I plan on having a draft of my regex article ready for review by the end of June. Hopefully, by early July, Regexp::Parser will be on CPAN. Once that's ready to use, I'm going to make a couple sub-modules (like Regexp::Explain), and then I'm going to work subclassing it to match Perl 6 regexes.

What follows is rescinded by me; I won't delete the text, but it's here in a small red font to let you know it's (already) out-dated.

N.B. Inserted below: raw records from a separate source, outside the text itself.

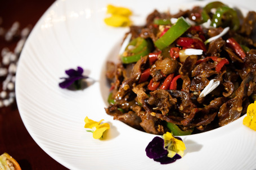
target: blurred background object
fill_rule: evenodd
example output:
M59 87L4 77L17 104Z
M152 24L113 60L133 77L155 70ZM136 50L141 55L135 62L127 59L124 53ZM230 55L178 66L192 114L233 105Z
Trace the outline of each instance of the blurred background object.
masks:
M15 75L22 48L37 22L54 2L0 1L0 155L9 153L22 169L67 169L30 136L15 100Z

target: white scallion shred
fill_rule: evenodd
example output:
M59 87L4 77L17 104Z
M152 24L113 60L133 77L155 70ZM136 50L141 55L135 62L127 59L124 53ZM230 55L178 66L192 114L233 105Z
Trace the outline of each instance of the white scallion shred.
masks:
M126 36L125 39L124 40L124 42L123 43L123 44L122 45L121 48L119 50L119 55L121 55L124 52L124 50L125 50L126 47L128 45L129 43L131 41L131 39L132 38L132 34L129 34L127 35Z
M214 82L214 80L211 80L208 85L206 85L204 90L203 90L202 92L201 92L199 98L205 97L207 94L214 90L219 85L219 83L220 81L218 80Z
M170 23L172 23L172 24L174 24L175 23L177 22L177 20L178 20L178 19L171 18L170 19Z
M211 37L209 39L208 39L208 40L206 40L205 42L204 42L204 44L207 44L208 43L210 43L210 42L212 42L217 39L218 39L220 37L222 37L222 36L223 36L224 35L226 34L226 33L227 33L228 30L230 30L230 27L225 27L223 30L222 31L222 32L221 32L219 35L217 35L216 36L213 36L213 37Z
M203 54L203 50L194 48L187 48L184 52L187 56Z

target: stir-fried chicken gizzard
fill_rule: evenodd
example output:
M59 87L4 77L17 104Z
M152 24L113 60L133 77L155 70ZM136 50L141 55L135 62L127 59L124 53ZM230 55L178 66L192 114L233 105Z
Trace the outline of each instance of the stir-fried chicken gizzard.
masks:
M106 112L138 130L176 135L205 132L246 113L256 95L256 13L220 2L155 10L132 26L120 61L107 63Z

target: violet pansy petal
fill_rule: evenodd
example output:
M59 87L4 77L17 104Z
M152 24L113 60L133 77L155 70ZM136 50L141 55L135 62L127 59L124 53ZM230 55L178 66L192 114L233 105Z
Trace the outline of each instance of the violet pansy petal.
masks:
M82 74L84 72L84 70L81 67L78 66L77 67L77 72L78 74L82 75Z
M166 157L163 157L158 159L154 159L154 160L160 162L161 164L169 164L176 161L176 159Z
M77 75L77 70L74 70L74 69L69 69L69 70L67 70L66 71L65 71L65 72L69 76L75 76Z
M172 158L173 159L177 160L177 159L179 159L181 158L182 158L181 156L179 155L178 154L176 154L173 157L172 157Z
M147 156L151 159L167 157L168 151L164 148L164 140L158 136L155 137L146 148Z

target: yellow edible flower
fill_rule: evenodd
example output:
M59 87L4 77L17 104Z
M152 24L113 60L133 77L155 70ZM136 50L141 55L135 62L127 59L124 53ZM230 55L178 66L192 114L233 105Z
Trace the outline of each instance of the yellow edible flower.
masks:
M104 22L107 25L115 27L127 26L132 24L129 16L132 13L128 8L109 4L107 6L107 13L111 15L110 17L104 19Z
M179 154L181 157L183 157L186 146L182 140L176 139L169 132L164 134L163 138L164 148L167 147L168 157L173 158L176 154Z
M89 119L87 116L84 119L84 122L86 122L84 128L92 129L91 131L88 131L92 132L92 136L94 139L98 139L101 138L103 133L110 128L109 123L104 123L100 125L104 120L101 120L100 122L96 122Z
M242 121L242 123L256 131L256 101L248 105L246 114L246 116Z
M122 15L128 17L132 14L132 11L127 8L116 7L111 4L107 6L107 13L112 15Z

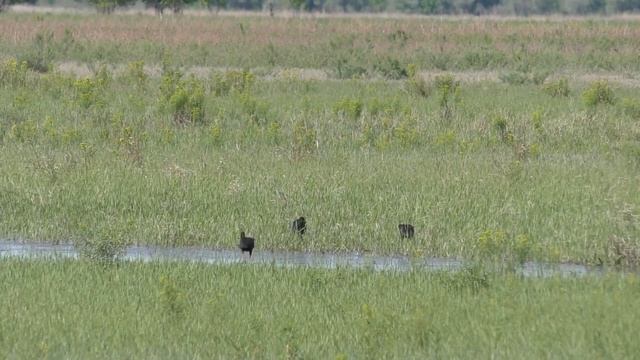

That being said, I'm also going to release (if I can figure out how to do it safely) re::capture, which will introduce a new assertion: (?N=pat). It will allow you to specify what capture group you're assigning to. Here's an example of its use:

# parses text like: # name = japhy age = "22" lang = 'Perl' # into a hash... but it retains those pesky quotes :/ my %data = $text =~ m{ ([^=\s]+) \s* = \s* ( ' [^']* ' | " [^"]* " | \S+ ) }xg;
That's pesky because then you have to post-process the quotes out of them. re::capture (isn't that a witty name?) will allow you to say:
# parses text like: # name = japhy age = "22" lang = 'Perl' # into a hash... but doesn't capture the quotes! my %data = $text =~ m{ ([^=\s]+) \s* = \s* (?: ' (?2= [^']* ) ' | " (?2= [^"]* ) " | ( \S+ ) ) }xg;
This case might be resolved in other ways, but it's a good demonstration of what the module does. The other thing I think I'll make it implement are captures that exist only in the regex, and are ignored (that is, not returned) afterwards. That means you can write:
# parses text like: # name = japhy age = "22" lang = 'Perl' # into a hash... but doesn't capture the quotes! my %data = $text =~ m{ ([^=\s]+) \s* = \s* (?: (?*3= ['"] ) (?2= .*? ) \3 | ( \S+ ) ) }xg;
and the regex will only return ($1, $2) each time it matches.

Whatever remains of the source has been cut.